US-Präsident Barack Obama turnt wie ein Alpinist im „fiscal cliff“. Diese „fiskalische Felswand“ ist ein Gesetz, das automatische Budgetkürzungen nach der Rasenmähermethode vorschreibt, wenn die Politik nicht eigene Mittel und Wege findet, um das Loch im Haushalt zu verkleinern. Das aber gelingt in den USA derzeit nicht. Obama ist gegen Ausgabenkürzungen, die Republikaner sind gegen Steuererhöhungen.

 

Dieses Theater geht nun schon viele Monate über die Bühne und am 1. März schlug das Gesetz zu: Bis 2021 müssen Ausgaben in Höhe von 1,2 Billionen Dollar gestrichen werden, davon 85 Milliarden Dollar in diesem Jahr oder acht Prozent des Bundeshaushalts.

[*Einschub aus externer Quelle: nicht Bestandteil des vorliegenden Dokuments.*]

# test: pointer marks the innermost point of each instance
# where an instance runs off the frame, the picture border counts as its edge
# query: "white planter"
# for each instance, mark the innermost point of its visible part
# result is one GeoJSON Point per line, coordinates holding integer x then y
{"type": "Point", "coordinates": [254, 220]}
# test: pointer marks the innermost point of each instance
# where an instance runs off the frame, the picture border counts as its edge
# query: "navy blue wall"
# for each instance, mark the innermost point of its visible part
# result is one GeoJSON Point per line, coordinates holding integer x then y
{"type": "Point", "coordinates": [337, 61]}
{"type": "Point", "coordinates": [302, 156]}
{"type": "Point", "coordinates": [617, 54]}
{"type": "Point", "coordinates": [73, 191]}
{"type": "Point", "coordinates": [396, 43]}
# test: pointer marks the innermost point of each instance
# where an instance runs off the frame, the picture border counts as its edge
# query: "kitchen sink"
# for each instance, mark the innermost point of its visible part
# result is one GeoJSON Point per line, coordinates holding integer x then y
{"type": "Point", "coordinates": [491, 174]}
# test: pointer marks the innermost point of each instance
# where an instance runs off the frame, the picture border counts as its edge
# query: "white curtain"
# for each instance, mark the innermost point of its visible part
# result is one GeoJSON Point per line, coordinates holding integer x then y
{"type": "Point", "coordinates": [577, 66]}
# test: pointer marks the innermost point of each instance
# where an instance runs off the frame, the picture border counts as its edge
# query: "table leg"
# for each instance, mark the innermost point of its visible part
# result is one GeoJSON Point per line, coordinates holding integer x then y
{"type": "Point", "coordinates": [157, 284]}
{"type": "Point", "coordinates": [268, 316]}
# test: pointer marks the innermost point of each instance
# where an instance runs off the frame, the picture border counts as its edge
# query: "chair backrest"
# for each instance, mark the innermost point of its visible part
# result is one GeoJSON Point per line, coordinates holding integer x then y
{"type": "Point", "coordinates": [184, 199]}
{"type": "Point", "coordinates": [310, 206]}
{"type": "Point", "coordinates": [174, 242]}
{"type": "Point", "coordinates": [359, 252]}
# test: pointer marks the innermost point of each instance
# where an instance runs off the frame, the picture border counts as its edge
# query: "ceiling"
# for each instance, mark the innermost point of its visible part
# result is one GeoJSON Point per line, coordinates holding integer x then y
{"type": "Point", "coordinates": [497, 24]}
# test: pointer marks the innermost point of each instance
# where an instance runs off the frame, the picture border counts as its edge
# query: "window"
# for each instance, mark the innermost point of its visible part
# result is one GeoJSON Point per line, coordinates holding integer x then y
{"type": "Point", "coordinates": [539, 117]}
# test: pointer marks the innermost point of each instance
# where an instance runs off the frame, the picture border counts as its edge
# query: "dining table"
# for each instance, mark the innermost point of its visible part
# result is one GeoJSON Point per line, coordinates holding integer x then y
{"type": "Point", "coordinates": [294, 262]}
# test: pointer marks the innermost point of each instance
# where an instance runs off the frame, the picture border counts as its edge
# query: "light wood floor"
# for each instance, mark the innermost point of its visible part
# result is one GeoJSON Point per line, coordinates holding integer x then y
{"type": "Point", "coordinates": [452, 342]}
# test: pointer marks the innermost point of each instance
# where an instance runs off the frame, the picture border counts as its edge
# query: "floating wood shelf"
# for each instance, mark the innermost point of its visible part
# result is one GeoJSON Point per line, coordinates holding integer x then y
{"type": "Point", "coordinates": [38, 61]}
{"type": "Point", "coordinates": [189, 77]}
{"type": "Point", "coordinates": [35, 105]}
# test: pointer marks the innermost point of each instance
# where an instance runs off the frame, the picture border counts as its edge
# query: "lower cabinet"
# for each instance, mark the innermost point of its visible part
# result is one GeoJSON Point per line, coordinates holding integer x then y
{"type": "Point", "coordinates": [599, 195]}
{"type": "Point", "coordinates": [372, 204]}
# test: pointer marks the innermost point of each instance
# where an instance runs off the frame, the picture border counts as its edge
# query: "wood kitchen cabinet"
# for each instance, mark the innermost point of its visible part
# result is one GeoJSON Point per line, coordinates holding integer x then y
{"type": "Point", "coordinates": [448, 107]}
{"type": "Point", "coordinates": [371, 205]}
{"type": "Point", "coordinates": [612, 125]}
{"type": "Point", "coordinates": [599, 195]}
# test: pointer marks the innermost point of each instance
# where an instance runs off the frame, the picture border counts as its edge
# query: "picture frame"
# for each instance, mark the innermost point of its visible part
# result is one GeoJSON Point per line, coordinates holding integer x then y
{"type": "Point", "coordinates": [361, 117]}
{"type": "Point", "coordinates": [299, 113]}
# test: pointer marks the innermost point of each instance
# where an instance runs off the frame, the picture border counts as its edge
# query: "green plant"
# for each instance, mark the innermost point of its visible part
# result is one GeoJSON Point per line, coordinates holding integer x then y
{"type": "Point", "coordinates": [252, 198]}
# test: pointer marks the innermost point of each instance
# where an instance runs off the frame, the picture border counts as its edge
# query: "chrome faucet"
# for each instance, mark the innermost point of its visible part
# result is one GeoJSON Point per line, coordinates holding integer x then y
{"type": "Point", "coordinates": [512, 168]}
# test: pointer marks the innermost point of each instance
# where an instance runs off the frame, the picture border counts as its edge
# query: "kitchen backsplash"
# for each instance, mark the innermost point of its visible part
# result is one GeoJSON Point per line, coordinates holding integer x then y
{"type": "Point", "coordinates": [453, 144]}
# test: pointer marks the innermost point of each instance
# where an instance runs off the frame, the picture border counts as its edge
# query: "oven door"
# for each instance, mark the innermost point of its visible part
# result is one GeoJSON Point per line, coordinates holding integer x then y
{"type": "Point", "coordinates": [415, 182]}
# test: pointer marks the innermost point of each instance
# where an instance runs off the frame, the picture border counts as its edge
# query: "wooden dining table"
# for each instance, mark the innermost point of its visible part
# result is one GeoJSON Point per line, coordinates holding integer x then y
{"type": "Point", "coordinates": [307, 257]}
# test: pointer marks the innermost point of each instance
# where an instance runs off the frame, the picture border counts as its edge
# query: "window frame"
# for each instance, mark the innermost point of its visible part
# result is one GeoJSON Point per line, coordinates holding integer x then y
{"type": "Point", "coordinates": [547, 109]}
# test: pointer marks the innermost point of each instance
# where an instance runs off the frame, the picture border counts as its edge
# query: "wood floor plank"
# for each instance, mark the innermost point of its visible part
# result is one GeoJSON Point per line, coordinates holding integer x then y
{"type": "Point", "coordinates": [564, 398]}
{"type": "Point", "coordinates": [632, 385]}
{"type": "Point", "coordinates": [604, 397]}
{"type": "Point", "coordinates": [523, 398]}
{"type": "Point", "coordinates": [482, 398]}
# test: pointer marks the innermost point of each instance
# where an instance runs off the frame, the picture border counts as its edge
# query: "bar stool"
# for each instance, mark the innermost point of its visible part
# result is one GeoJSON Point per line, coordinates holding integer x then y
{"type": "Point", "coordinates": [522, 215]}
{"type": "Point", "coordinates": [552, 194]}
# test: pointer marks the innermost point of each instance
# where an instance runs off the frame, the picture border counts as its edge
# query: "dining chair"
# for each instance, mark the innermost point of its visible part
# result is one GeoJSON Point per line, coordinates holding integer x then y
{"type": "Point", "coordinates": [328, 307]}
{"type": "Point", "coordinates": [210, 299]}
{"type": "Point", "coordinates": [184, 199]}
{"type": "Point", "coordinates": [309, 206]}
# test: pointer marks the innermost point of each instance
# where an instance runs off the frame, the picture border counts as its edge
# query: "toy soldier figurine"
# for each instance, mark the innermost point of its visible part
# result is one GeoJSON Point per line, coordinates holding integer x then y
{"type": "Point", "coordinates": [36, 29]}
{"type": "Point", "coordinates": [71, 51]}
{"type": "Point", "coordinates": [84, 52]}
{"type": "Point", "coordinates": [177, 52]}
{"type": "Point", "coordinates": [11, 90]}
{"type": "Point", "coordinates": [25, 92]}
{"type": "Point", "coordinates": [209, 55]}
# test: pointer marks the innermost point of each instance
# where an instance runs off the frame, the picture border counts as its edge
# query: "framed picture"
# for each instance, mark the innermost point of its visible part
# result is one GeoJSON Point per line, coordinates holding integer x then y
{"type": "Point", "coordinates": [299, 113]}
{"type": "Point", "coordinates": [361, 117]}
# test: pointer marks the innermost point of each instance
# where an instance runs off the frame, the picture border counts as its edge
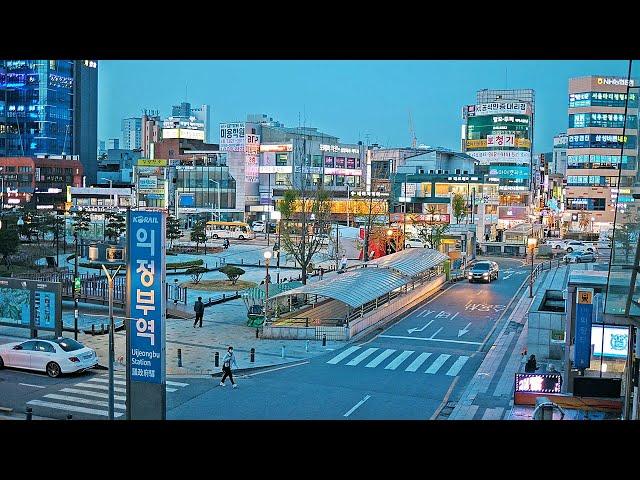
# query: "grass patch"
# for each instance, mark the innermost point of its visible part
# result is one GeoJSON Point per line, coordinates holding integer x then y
{"type": "Point", "coordinates": [219, 285]}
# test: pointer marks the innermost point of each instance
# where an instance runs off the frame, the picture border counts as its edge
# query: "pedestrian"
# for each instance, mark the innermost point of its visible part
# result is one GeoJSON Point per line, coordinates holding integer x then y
{"type": "Point", "coordinates": [531, 365]}
{"type": "Point", "coordinates": [199, 309]}
{"type": "Point", "coordinates": [228, 359]}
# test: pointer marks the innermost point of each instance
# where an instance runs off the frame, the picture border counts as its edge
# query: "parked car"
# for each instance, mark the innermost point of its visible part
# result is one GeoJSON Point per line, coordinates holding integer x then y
{"type": "Point", "coordinates": [485, 270]}
{"type": "Point", "coordinates": [414, 243]}
{"type": "Point", "coordinates": [579, 257]}
{"type": "Point", "coordinates": [53, 356]}
{"type": "Point", "coordinates": [575, 246]}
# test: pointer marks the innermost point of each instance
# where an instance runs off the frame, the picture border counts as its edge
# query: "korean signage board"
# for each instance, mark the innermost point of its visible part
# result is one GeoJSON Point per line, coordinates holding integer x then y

Das sind gewaltige Summen, aber mit einer spürbaren Haushaltssanierung hat das nur wenig zu tun. So wie es aussieht, wird das Defizit im US-Bundeshaushalt in diesem Jahr trotz der Sparkeule bei mehr als fünf Prozent liegen und selbst mittelfristig gehört ein auch nur annähernd ausgeglichener Haushalt nicht zu den Zielen Obamas.

 

Konkret heißt das, die USA werden weiterhin auf Pump leben, die Wirtschaft mit einer schuldenfinanzierten Nachfrage dopen und sich das Geld dafür nahezu ausschließlich aus dem Ausland holen. Es ist diese Perspektive, die Politiker in Virginia dazu gebracht hat, über eine eigene Landeswährung nachzudenken und die Ökonomen darüber ins Grübeln bringt, wie lange der US-Dollar unter diesen Bedingungen wohl noch seine Rolle als globale Leit- und Reservewährung ausüben wird.

 

Welche Währung könnte den Dollar ablösen?

 

Darüber kann man sicher ohne Ende theoretisieren, man kann die Angelegenheit aber auch einmal ganz praktisch angehen. Könnte der Dollar seine dominante Rolle als Reservewährung überhaupt spielen, wenn die Amerikaner - so wie wir Deutsche - sparen und permanent mehr Waren exportieren als importieren? Das ist schwer vorstellbar, denn dann würden Dollars nachgefragt, um sie unverzüglich für den Kauf von US-Waren wieder auszugeben, nicht aber, um diese Dollars als Reserve auf die Hohe Kante zu legen.

 

Trotz aller Unkenrufe sollte man doch berücksichtigen, dass die USA immer noch rund ein Viertel der Weltwirtschaft auf die Waage bringen. Zudem ist die US-Wirtschaft robust und innovativ. Sie reagiert flexibel auf externe Schocks und sie agiert auf dem weltweit größten Binnenmarkt, auch wenn Europa gemessen an der Wirtschaftsleistung mehr zu bieten hat. Aber so wie in den USA funktioniert der europäische Binnenmarkt noch lange nicht.

 

Und weiter: Welche Währung könnte denn den Dollar in absehbarer Zeit als Reservewährung ersetzen? Euro, Yen, Yuan oder irgendeine andere Währung kommen dafür jedenfalls nicht in Betracht.

 

Der Euro ist mittlerweile zwar die zweitwichtigste internationale Währung, aber den Dollar könnte er nie und nimmer ablösen, solange dieser Kunstwährung der politische Unterbau wenigstens in Form einer funktionierenden europäischen Fiskalunion fehlt.

 

Yen und Yuan sind traditionelle nationale Währungen von exportlastigen Ländern mit hohen inländischen Sparquoten, die den Finanzbedarf des Staates abdecken. Das verhindert automatisch, dass andere Staaten diese Währungen in nennenswertem Umfang als Reserve „bunkern“ können. Das heißt, sie können in einer globalen Perspektive nicht im Ansatz so liquide sein wie der Dollar. Das gilt gleichermaßen für jede andere Währung auf unserem Globus.

 

Aus alledem ergibt sich für mich der Schluss: Der Dollar ist – wie unsere Bundeskanzlerin es sagen würde - alternativlos. Er wird noch geraume Zeit die Leit- und Reservewährung Nummer eins sein.

 

Herbert Walter, 58, führte von 2003 bis 2009 die Dresdner Bank. Vorher war er bei der Deutschen Bank weltweit für Privat- und Geschäftskunden verantwortlich. Heute arbeitet Walter als selbständiger Berater. Unternehmerisch engagiert er sich beim Finanzportal WhoFinance.de.